- Interactive map of Blindheimsvik Wildlife Sanctuary
- Nearest city: Roald
- Coordinates: 62°33′02″N 6°05′29″E﻿ / ﻿62.55056°N 6.09139°E
- Area: 1,114 ha (4.30 sq mi)
- Established: 1988

Ramsar Wetland
- Designated: 18 March 1996
- Part of: Giske Wetlands System
- Reference no.: 805

= Blindheimsvik Wildlife Sanctuary =

Protected wetland with diverse bird species

The Blindheimsvik Wildlife Sanctuary (Blindheimsvik dyrefredningsområde) is located on the south side of Vigra island in Giske Municipality in Møre og Romsdal county, Norway.

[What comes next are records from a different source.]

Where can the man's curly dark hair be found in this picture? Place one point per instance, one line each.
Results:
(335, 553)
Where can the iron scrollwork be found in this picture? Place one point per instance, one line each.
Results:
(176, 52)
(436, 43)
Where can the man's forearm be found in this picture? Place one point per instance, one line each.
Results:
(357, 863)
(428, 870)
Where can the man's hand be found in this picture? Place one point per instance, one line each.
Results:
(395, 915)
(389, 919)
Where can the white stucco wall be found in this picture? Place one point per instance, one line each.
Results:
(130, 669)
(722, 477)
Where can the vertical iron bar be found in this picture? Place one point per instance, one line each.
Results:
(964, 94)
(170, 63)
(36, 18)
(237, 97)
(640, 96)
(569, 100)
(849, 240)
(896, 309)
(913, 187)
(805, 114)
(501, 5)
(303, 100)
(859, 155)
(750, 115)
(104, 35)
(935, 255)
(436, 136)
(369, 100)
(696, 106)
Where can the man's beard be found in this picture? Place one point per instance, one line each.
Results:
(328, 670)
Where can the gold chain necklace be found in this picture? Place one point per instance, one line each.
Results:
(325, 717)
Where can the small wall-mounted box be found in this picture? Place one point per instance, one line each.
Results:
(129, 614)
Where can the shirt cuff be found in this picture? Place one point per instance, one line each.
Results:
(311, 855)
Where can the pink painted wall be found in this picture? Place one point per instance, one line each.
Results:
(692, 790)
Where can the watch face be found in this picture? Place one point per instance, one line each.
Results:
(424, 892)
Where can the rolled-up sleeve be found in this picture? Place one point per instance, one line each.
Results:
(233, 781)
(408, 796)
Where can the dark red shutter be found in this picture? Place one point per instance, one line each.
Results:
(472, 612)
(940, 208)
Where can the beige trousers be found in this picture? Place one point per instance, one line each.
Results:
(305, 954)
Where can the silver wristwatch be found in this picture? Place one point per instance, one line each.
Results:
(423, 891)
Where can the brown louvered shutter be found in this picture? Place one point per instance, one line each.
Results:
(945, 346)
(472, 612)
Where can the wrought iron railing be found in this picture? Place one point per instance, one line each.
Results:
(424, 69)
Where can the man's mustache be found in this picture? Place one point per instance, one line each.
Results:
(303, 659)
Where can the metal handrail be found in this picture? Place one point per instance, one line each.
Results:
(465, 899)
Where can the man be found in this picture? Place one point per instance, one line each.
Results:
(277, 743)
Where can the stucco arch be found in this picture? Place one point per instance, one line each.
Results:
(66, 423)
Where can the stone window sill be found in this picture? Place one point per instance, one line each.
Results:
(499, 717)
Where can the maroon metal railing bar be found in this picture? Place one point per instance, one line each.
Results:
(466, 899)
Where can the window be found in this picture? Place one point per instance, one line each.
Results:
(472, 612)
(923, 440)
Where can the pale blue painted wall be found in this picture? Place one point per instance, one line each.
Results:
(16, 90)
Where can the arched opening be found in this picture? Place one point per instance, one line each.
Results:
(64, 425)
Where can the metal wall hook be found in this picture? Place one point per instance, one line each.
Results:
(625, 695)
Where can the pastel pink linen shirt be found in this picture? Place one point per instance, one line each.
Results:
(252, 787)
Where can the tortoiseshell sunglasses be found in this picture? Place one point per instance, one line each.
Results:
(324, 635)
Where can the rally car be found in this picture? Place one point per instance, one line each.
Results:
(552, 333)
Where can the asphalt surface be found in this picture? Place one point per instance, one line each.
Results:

The area received protection in 1988 "to preserve an important wetland area with its habitat, bird life and other wildlife", according to the conservation regulations. The area consists of a long shallow bay with large tidal areas. Many small streams empty into the bay, where there are beach meadow areas rich in various species. The bay is important as a resting place for ducks and waders, and as an overwintering site and nesting site for wetland birds. Twenty bird species of international importance and three species of national importance have been observed here.

The wildlife sanctuary is one of six natural areas that were included in the Giske Wetlands System Ramsar site, which was established in 1996.